This came up in another thread. I gave some advice that I'm not longer sure of. Rather than hijacking that thread, I figured I'd start my own. I advised against using the == in that thread. The context was this:

string subChoice ="";
getline(cin,subChoice);

if (subChoice == "100")
{
     // code
}

Ancient Dragon said the above was fine and that compare was unnecessary. So I wondered if maybe == was only bad when comparing two string variables, so I did a little test program and it worked:

#include <iostream>
#include <string>
using namespace std;

int main ()
{
    string a = "hello";
    string b = "hello";
    if (a == b)
         cout << "a and b are the same." << endl;
         
    return 0;
}

The line displayed to the screen. So my question is when is it bad to use == when comparing strings? I thought the program above was not supposed to work. Apparently I was mistaken. If it's always fine to use ==, do we ever need to use the "compare" function?

>>string subChoice ="";
It isn't necessary to provide an initializer for strings because that's the default. Just string subChoice; is sufficient.

>> do we ever need to use the "compare" function
You use it when you need to know if one string is less than, equal to, or greater than the second string, such as in sorting algorithms.

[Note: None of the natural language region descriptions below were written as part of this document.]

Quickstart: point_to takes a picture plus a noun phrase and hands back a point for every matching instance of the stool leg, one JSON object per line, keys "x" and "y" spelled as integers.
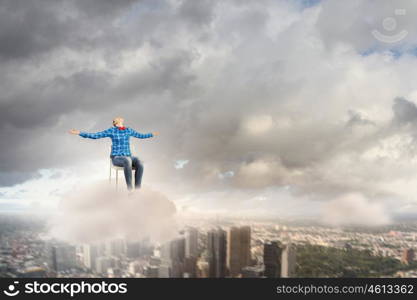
{"x": 117, "y": 178}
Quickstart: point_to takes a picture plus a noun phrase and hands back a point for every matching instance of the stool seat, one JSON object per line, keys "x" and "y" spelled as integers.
{"x": 117, "y": 169}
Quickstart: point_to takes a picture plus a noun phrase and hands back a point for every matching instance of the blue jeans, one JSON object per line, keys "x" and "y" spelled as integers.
{"x": 123, "y": 161}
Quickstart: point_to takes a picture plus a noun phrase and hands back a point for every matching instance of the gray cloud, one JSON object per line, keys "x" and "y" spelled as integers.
{"x": 273, "y": 94}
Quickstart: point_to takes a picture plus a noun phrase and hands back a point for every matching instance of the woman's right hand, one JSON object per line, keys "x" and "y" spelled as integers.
{"x": 74, "y": 131}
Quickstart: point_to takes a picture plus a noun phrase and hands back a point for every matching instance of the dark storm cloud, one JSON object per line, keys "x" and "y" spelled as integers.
{"x": 405, "y": 112}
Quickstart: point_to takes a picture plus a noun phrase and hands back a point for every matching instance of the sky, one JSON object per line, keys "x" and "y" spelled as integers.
{"x": 283, "y": 108}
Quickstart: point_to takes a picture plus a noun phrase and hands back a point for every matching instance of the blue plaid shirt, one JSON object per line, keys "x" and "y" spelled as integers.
{"x": 120, "y": 139}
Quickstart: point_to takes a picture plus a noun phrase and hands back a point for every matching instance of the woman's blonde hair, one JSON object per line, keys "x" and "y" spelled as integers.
{"x": 117, "y": 120}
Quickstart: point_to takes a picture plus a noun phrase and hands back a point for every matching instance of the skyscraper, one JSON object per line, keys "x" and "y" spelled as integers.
{"x": 272, "y": 259}
{"x": 103, "y": 264}
{"x": 408, "y": 256}
{"x": 90, "y": 254}
{"x": 63, "y": 257}
{"x": 238, "y": 249}
{"x": 252, "y": 272}
{"x": 288, "y": 261}
{"x": 173, "y": 256}
{"x": 191, "y": 242}
{"x": 116, "y": 247}
{"x": 216, "y": 248}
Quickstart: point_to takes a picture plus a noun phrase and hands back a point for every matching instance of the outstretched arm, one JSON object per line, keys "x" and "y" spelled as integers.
{"x": 97, "y": 135}
{"x": 142, "y": 135}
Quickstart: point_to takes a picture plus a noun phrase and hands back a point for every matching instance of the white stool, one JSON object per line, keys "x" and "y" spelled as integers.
{"x": 117, "y": 169}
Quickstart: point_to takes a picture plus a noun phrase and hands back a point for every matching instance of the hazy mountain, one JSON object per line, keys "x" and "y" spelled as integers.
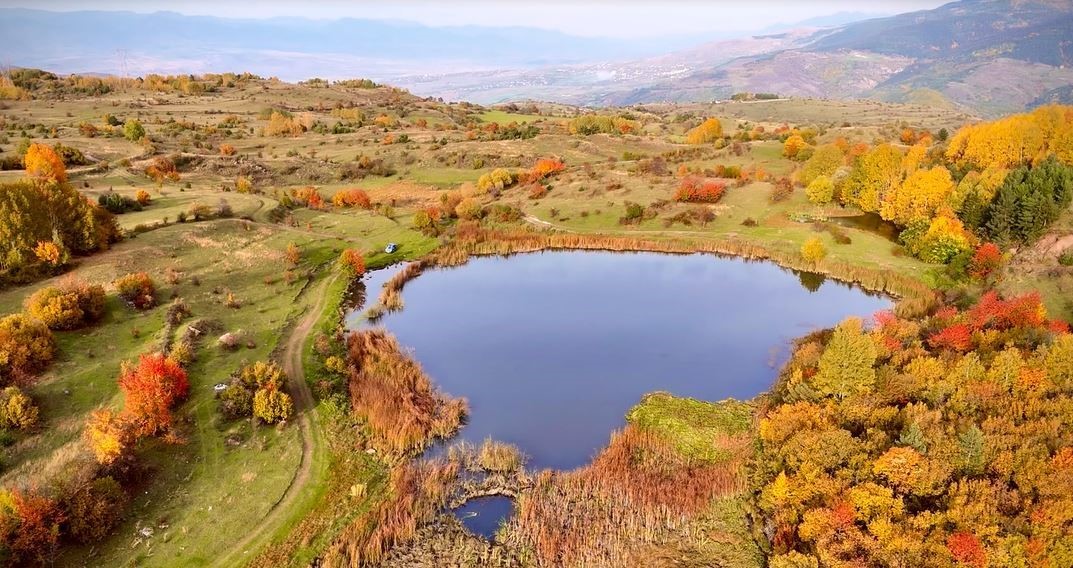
{"x": 987, "y": 56}
{"x": 292, "y": 48}
{"x": 983, "y": 56}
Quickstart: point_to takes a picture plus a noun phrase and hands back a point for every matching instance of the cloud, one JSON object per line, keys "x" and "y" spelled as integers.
{"x": 591, "y": 17}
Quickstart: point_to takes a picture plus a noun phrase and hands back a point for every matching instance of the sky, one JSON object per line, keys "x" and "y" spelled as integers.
{"x": 622, "y": 18}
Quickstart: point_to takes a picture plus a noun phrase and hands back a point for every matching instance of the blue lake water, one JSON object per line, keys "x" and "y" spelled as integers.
{"x": 553, "y": 348}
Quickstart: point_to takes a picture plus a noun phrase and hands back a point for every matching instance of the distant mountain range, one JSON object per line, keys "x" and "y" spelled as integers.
{"x": 984, "y": 56}
{"x": 987, "y": 57}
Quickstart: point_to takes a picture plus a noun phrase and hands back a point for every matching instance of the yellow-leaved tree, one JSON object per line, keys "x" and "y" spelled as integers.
{"x": 919, "y": 198}
{"x": 42, "y": 163}
{"x": 709, "y": 131}
{"x": 876, "y": 173}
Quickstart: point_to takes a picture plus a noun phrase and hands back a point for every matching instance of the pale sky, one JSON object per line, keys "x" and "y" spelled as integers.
{"x": 578, "y": 17}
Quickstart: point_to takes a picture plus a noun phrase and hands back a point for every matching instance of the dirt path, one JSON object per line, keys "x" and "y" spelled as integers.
{"x": 304, "y": 407}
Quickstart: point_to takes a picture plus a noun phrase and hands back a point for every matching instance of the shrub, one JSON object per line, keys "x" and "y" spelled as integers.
{"x": 422, "y": 220}
{"x": 29, "y": 527}
{"x": 468, "y": 208}
{"x": 137, "y": 289}
{"x": 182, "y": 352}
{"x": 133, "y": 130}
{"x": 352, "y": 198}
{"x": 696, "y": 190}
{"x": 1066, "y": 259}
{"x": 17, "y": 410}
{"x": 26, "y": 348}
{"x": 821, "y": 190}
{"x": 96, "y": 509}
{"x": 293, "y": 253}
{"x": 117, "y": 204}
{"x": 782, "y": 190}
{"x": 709, "y": 131}
{"x": 151, "y": 389}
{"x": 71, "y": 305}
{"x": 537, "y": 191}
{"x": 545, "y": 168}
{"x": 244, "y": 185}
{"x": 236, "y": 401}
{"x": 352, "y": 261}
{"x": 813, "y": 250}
{"x": 497, "y": 179}
{"x": 985, "y": 261}
{"x": 272, "y": 405}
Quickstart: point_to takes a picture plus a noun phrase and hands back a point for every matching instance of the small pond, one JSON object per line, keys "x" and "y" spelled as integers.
{"x": 483, "y": 515}
{"x": 553, "y": 348}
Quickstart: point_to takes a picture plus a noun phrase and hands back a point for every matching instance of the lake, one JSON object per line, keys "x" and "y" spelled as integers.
{"x": 553, "y": 348}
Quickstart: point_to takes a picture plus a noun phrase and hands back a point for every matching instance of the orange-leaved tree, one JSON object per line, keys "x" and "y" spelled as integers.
{"x": 152, "y": 388}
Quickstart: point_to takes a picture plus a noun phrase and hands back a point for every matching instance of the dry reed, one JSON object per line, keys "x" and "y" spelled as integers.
{"x": 388, "y": 390}
{"x": 637, "y": 492}
{"x": 417, "y": 493}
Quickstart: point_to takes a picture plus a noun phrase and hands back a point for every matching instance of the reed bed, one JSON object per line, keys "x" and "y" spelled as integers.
{"x": 402, "y": 410}
{"x": 417, "y": 493}
{"x": 640, "y": 492}
{"x": 915, "y": 297}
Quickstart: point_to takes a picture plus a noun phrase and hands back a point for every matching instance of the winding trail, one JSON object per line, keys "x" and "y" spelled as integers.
{"x": 305, "y": 408}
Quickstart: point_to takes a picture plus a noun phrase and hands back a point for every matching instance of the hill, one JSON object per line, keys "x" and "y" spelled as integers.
{"x": 986, "y": 57}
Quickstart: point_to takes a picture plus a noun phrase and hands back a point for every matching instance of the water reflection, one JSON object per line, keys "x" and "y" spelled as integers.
{"x": 552, "y": 349}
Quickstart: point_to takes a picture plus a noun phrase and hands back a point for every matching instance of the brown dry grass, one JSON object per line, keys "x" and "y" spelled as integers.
{"x": 398, "y": 403}
{"x": 915, "y": 297}
{"x": 419, "y": 491}
{"x": 638, "y": 492}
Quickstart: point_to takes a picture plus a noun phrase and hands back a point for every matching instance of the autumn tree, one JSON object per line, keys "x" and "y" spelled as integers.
{"x": 847, "y": 364}
{"x": 50, "y": 253}
{"x": 133, "y": 130}
{"x": 17, "y": 410}
{"x": 352, "y": 198}
{"x": 30, "y": 525}
{"x": 272, "y": 405}
{"x": 824, "y": 161}
{"x": 986, "y": 260}
{"x": 68, "y": 306}
{"x": 352, "y": 261}
{"x": 813, "y": 250}
{"x": 821, "y": 190}
{"x": 96, "y": 509}
{"x": 136, "y": 289}
{"x": 875, "y": 174}
{"x": 31, "y": 214}
{"x": 293, "y": 253}
{"x": 694, "y": 189}
{"x": 919, "y": 198}
{"x": 43, "y": 164}
{"x": 793, "y": 146}
{"x": 26, "y": 348}
{"x": 152, "y": 388}
{"x": 707, "y": 132}
{"x": 545, "y": 168}
{"x": 497, "y": 179}
{"x": 468, "y": 208}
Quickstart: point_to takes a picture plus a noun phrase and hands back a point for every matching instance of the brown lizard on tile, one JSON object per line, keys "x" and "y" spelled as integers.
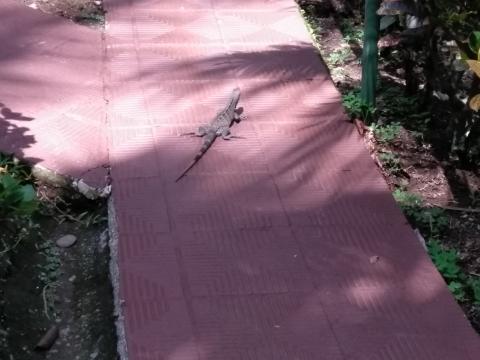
{"x": 220, "y": 126}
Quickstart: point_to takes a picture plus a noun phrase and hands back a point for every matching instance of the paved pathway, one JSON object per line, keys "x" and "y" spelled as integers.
{"x": 283, "y": 245}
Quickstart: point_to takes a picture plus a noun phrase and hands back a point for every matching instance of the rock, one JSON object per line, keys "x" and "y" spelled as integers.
{"x": 66, "y": 241}
{"x": 48, "y": 339}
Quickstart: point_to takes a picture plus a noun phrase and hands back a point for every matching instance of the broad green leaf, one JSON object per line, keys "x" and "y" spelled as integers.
{"x": 474, "y": 103}
{"x": 386, "y": 21}
{"x": 474, "y": 41}
{"x": 28, "y": 193}
{"x": 475, "y": 66}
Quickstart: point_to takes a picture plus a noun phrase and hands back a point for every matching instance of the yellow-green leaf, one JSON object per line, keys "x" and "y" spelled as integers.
{"x": 475, "y": 103}
{"x": 475, "y": 66}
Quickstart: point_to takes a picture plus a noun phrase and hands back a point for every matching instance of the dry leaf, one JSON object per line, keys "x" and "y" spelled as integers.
{"x": 475, "y": 66}
{"x": 475, "y": 103}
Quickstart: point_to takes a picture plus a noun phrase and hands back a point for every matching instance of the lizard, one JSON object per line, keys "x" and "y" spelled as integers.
{"x": 219, "y": 126}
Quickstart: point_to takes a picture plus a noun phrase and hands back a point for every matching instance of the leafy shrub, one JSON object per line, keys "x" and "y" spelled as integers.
{"x": 390, "y": 162}
{"x": 431, "y": 221}
{"x": 386, "y": 133}
{"x": 356, "y": 107}
{"x": 16, "y": 199}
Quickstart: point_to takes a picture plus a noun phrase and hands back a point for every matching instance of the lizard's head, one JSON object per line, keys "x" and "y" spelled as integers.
{"x": 236, "y": 94}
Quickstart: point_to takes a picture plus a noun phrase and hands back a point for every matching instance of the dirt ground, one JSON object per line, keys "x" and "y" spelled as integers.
{"x": 86, "y": 12}
{"x": 69, "y": 288}
{"x": 437, "y": 182}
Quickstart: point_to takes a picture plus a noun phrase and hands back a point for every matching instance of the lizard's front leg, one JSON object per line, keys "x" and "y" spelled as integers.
{"x": 226, "y": 134}
{"x": 202, "y": 131}
{"x": 238, "y": 115}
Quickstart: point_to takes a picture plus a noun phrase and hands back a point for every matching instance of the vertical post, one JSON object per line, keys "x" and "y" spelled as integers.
{"x": 369, "y": 54}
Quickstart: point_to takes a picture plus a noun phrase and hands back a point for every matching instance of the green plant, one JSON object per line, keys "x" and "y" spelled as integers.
{"x": 14, "y": 167}
{"x": 351, "y": 32}
{"x": 386, "y": 133}
{"x": 431, "y": 221}
{"x": 338, "y": 56}
{"x": 474, "y": 64}
{"x": 474, "y": 285}
{"x": 16, "y": 199}
{"x": 446, "y": 261}
{"x": 390, "y": 162}
{"x": 356, "y": 108}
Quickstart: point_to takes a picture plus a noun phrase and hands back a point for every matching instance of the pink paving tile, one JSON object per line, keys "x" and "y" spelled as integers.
{"x": 176, "y": 27}
{"x": 262, "y": 27}
{"x": 161, "y": 63}
{"x": 137, "y": 201}
{"x": 160, "y": 331}
{"x": 266, "y": 327}
{"x": 205, "y": 202}
{"x": 264, "y": 250}
{"x": 261, "y": 5}
{"x": 149, "y": 270}
{"x": 51, "y": 74}
{"x": 243, "y": 262}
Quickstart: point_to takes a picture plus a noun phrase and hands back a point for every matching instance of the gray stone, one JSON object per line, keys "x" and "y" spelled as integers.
{"x": 66, "y": 241}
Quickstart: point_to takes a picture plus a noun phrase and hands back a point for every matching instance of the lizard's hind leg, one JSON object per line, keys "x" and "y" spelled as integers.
{"x": 226, "y": 134}
{"x": 202, "y": 131}
{"x": 238, "y": 115}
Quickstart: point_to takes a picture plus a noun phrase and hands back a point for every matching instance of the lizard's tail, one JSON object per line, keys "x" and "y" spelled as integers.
{"x": 207, "y": 143}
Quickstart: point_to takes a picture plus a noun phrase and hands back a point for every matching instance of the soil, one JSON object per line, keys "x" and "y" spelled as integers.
{"x": 66, "y": 287}
{"x": 85, "y": 12}
{"x": 439, "y": 181}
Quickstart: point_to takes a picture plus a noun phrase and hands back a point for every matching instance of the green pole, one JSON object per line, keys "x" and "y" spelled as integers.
{"x": 369, "y": 55}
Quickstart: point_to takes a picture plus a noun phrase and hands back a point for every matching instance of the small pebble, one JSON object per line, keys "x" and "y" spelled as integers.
{"x": 66, "y": 241}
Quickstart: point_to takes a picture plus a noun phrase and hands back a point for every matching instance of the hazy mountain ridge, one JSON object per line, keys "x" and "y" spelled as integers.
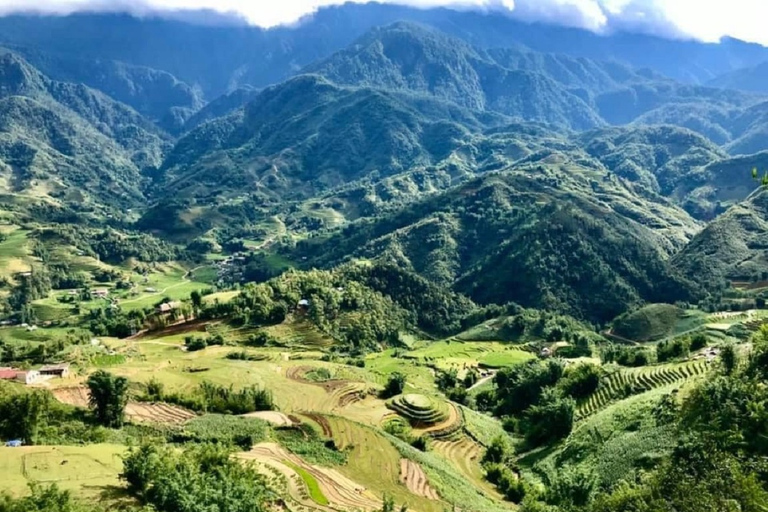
{"x": 491, "y": 238}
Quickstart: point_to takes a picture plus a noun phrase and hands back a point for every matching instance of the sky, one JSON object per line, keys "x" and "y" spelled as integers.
{"x": 706, "y": 20}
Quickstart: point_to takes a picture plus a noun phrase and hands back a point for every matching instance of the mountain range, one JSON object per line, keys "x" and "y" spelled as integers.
{"x": 505, "y": 161}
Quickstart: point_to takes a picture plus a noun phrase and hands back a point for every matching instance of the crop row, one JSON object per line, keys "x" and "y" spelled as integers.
{"x": 625, "y": 383}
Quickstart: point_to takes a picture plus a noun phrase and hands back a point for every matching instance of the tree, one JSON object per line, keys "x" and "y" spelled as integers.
{"x": 22, "y": 415}
{"x": 581, "y": 381}
{"x": 197, "y": 301}
{"x": 395, "y": 385}
{"x": 729, "y": 359}
{"x": 108, "y": 397}
{"x": 498, "y": 452}
{"x": 551, "y": 419}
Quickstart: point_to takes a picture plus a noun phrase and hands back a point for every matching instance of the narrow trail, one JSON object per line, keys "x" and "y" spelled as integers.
{"x": 481, "y": 382}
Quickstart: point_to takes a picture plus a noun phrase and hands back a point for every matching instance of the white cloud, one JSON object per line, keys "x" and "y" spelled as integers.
{"x": 707, "y": 20}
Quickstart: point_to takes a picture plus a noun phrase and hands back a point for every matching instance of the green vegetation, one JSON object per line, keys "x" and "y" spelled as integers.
{"x": 648, "y": 323}
{"x": 416, "y": 271}
{"x": 420, "y": 410}
{"x": 108, "y": 397}
{"x": 204, "y": 477}
{"x": 314, "y": 489}
{"x": 310, "y": 446}
{"x": 228, "y": 430}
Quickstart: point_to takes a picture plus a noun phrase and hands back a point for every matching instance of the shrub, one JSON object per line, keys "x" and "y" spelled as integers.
{"x": 394, "y": 386}
{"x": 581, "y": 381}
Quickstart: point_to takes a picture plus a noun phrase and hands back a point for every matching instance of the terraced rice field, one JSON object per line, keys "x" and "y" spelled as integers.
{"x": 631, "y": 382}
{"x": 465, "y": 455}
{"x": 422, "y": 411}
{"x": 136, "y": 412}
{"x": 85, "y": 470}
{"x": 166, "y": 414}
{"x": 450, "y": 427}
{"x": 413, "y": 477}
{"x": 77, "y": 396}
{"x": 306, "y": 480}
{"x": 374, "y": 462}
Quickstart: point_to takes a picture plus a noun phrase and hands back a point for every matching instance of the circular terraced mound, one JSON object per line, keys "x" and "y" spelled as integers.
{"x": 419, "y": 410}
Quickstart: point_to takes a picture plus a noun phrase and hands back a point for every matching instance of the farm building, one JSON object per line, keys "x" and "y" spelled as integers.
{"x": 7, "y": 373}
{"x": 167, "y": 307}
{"x": 56, "y": 370}
{"x": 29, "y": 377}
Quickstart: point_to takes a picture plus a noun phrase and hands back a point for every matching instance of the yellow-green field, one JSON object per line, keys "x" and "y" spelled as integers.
{"x": 85, "y": 470}
{"x": 14, "y": 253}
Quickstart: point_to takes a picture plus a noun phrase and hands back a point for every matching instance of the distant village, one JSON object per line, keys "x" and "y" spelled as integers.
{"x": 28, "y": 377}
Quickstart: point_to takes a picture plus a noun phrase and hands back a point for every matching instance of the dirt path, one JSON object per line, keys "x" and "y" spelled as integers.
{"x": 481, "y": 382}
{"x": 413, "y": 477}
{"x": 276, "y": 418}
{"x": 341, "y": 492}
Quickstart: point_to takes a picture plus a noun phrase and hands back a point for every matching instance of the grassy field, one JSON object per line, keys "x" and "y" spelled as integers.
{"x": 462, "y": 354}
{"x": 165, "y": 281}
{"x": 312, "y": 486}
{"x": 85, "y": 470}
{"x": 14, "y": 255}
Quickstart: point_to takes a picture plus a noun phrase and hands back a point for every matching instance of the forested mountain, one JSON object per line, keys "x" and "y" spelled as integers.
{"x": 69, "y": 142}
{"x": 444, "y": 259}
{"x": 308, "y": 134}
{"x": 155, "y": 94}
{"x": 752, "y": 79}
{"x": 412, "y": 58}
{"x": 733, "y": 246}
{"x": 222, "y": 56}
{"x": 539, "y": 234}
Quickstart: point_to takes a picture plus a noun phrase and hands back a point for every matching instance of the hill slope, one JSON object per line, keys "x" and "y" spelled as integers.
{"x": 732, "y": 246}
{"x": 540, "y": 235}
{"x": 308, "y": 135}
{"x": 409, "y": 57}
{"x": 70, "y": 143}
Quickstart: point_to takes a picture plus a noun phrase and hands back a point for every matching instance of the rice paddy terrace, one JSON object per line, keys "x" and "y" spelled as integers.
{"x": 341, "y": 402}
{"x": 627, "y": 382}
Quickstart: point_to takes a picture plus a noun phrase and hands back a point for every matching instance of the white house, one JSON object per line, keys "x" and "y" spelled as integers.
{"x": 28, "y": 377}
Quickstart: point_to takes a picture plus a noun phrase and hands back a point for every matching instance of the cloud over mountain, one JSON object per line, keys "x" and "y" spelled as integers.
{"x": 708, "y": 21}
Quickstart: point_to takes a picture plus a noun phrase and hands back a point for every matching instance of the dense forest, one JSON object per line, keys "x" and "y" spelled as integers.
{"x": 385, "y": 258}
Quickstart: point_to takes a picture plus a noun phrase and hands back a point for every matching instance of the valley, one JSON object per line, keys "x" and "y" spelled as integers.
{"x": 424, "y": 259}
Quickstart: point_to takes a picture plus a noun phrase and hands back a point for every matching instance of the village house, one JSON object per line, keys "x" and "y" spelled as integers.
{"x": 167, "y": 307}
{"x": 7, "y": 373}
{"x": 28, "y": 377}
{"x": 56, "y": 370}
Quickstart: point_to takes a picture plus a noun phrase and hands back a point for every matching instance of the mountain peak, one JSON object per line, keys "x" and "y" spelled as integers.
{"x": 18, "y": 77}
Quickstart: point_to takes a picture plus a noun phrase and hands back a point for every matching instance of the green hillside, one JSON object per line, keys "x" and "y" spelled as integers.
{"x": 531, "y": 235}
{"x": 732, "y": 246}
{"x": 413, "y": 58}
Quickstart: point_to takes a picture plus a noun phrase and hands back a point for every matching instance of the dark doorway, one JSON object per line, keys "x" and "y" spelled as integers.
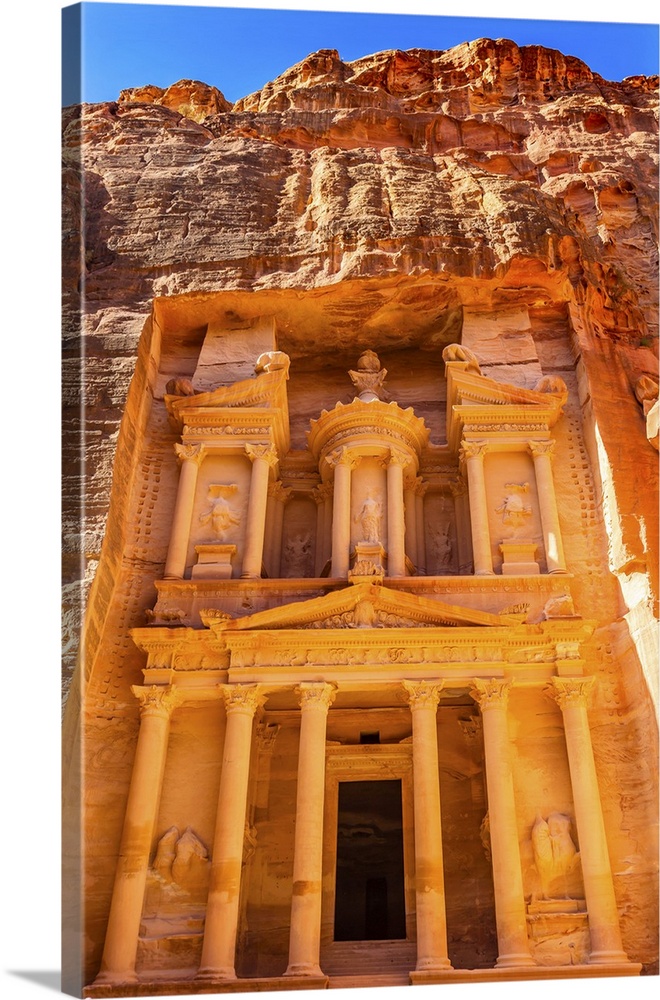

You could also use the < and > operators but then that might be too slow when used in if conditions because the comparison would have to be repeated.

O.K. Just ran this through the debugger. Looks like my understanding of strings was incorrect. I had thought that a and b were addresses. I thought a pointed to some array of characters and that b pointed to some different array of characters. I thought that a pointed to where 'h' was stored in the first array of characters and b pointed to where 'h' was stored in the second array of characters, which would be two separate addresses and thus a and b would not be equal. Apparently this is incorrect?

>>Apparently this is incorrect?
Yes. You are confusing std::string for C character arrays. Had a and b been declared like this then you would be right

char* a = "hello";
char* b = "hello";
// now to compare the two string you have to call strcmp()
int n = strcmp(a,b);
//if you use == to compare a and b then you will get the wrong 
//answer
if( a == b) // <<<<<< wrong when comparing two strings

Note that the term string above does NOT mean std::string but null-terminated character arrays. In the above a and b are pointers and they point to character arrays.

commented: Thanks. +2

Well, it is possible that using == there will get the right answer, maybe, in that particular case, because the constant string literals "hello" and "hello" could evaluate to the same pointer if the compiler is smart enough.

Heres the same basic information using a slightly different explanation:

Given:
string a = "hello";

a is not an address. The STL string object may have within it a char * (to be used as a C style string) as a member variable, in addition to other member variables such as length, etc, but it is not the same as a stand alone char *. The relevant STL string constructor may be set up something like this:

string::string(const char * input)
{
   length = strlen(input);
   embeddedCharPtr = new char[len + 1];
   strncpy(embeddedCharPtr, input, length);
};

(I can only hope that I used the correct const syntax as I generally screw it up one way or the other).

The STL compare() function is probably a wrapper for strcmp() which can return the entire range of the values from strcmp() whereas the == operator probably only asks if the return value is zero from a call to strcmp() and if so then the == operator returns true, otherwise it returns false.

commented: Good explanation +2

Well, it is possible that using == there will get the right answer, maybe, in that particular case, because the constant string literals "hello" and "hello" could evaluate to the same pointer if the compiler is smart enough.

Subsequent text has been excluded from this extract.